The Self-Improving Prompt Loop: How Telemetry Closes the Gap Between Good and Great

Here's an uncomfortable truth about AI systems: nobody knows which prompts are working and which aren't.

You write a prompt. You deploy it. Users interact with it. Some responses are great, some are mediocre, some are actively harmful. But you have no systematic visibility into prompt performance because the telemetry doesn't exist. The prompt was a string. It went in. Something came out. The string was forgotten.

HUMΛN's prompt management system changes this fundamentally. Every prompt has identity. Every LLM call records which prompts were used. Feedback signals flow back. Performance data accumulates. And a dedicated agent — the Prompt Refinement Agent — monitors everything and proposes improvements.

This is the self-improving prompt loop. It's protocol-level. It's evidence-based. And it keeps humans in the loop for every decision that matters.

The Observability Gap

To understand why this matters, consider what's invisible in a typical AI system:

Which prompts are used most? No idea. They're inline strings without identity.
Which prompts cost the most? Unknown. Token consumption isn't tracked per prompt.
Which prompts produce the best results? Unknowable. There's no feedback mechanism.
Which model works best for which prompt? Nobody's measuring. Models are assigned statically.
When a prompt degrades, how do you know? You don't. Until users complain.

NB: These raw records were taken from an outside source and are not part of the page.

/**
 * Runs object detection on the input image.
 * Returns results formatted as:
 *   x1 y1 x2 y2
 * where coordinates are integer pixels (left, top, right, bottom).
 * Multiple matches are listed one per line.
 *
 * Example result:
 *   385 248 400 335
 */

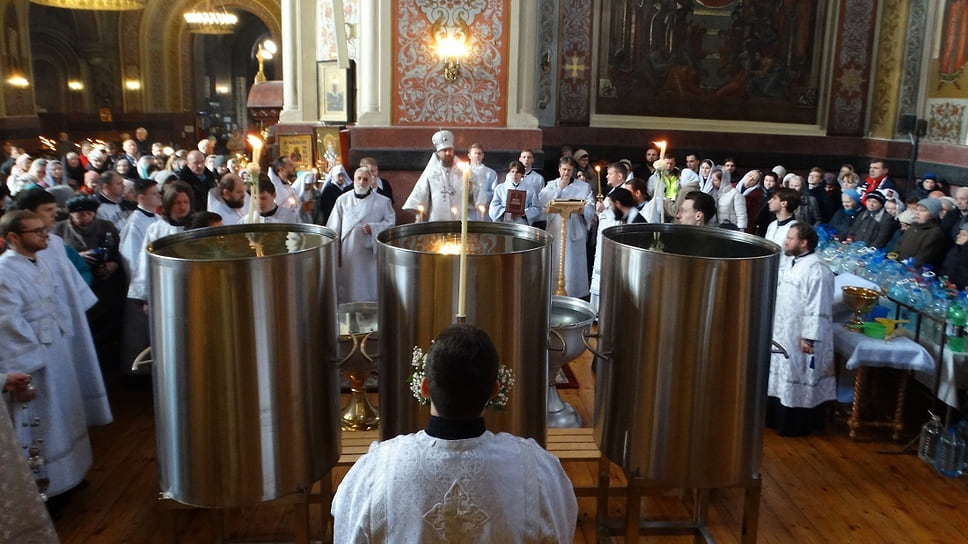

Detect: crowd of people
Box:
0 129 968 540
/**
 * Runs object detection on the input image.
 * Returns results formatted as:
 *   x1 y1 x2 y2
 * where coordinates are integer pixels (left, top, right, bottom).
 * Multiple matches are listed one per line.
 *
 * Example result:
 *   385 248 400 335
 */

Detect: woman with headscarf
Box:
312 164 353 225
114 157 140 181
137 155 158 179
699 159 715 195
64 151 84 191
712 166 749 230
128 181 192 304
829 189 864 239
44 160 70 188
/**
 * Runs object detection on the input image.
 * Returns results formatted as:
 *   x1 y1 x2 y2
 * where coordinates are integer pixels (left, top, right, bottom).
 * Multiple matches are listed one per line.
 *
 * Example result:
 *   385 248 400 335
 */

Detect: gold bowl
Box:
841 285 881 331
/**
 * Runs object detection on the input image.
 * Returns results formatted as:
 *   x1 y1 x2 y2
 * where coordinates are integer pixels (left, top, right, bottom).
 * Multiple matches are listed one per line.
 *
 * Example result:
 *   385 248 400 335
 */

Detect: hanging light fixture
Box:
30 0 145 11
185 1 239 34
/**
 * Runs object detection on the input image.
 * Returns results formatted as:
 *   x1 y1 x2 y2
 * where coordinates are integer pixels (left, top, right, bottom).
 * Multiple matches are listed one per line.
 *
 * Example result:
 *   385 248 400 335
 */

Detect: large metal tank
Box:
148 224 340 507
594 224 779 487
377 221 551 444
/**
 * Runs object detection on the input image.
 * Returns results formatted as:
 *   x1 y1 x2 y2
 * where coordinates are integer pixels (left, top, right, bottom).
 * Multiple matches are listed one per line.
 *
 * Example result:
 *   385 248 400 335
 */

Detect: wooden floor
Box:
56 354 968 544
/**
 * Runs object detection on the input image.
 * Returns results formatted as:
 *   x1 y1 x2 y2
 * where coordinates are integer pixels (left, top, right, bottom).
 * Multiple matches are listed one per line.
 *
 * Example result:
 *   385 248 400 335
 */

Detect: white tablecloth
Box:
834 324 935 374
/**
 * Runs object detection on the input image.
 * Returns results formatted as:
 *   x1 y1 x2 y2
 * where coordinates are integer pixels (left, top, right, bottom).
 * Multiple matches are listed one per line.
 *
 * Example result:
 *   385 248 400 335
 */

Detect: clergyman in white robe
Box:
403 155 466 221
326 189 396 304
538 179 595 298
0 249 91 496
767 252 837 432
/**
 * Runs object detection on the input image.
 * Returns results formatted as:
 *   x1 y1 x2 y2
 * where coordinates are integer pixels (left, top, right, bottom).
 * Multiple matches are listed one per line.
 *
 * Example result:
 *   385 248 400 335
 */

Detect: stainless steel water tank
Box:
148 224 340 507
594 224 779 487
377 221 551 444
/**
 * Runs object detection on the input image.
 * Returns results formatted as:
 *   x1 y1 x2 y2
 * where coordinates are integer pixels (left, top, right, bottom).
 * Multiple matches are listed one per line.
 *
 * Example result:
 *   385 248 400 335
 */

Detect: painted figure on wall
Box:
598 0 820 123
938 0 968 90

This isn't a tooling problem. It's an architectural problem. Without prompt identity, there's nothing to observe. Without telemetry, there's nothing to improve. Without a feedback loop, improvement is manual, ad-hoc, and slow.

Protocol-Level Prompt Telemetry

In HUMΛN's HAIO protocol, prompt telemetry is a MARA (Multi-Agent Runtime Architecture) concern. It's not a Companion feature. It's not an add-on. Every agent that uses ctx.prompts automatically participates in the telemetry pipeline.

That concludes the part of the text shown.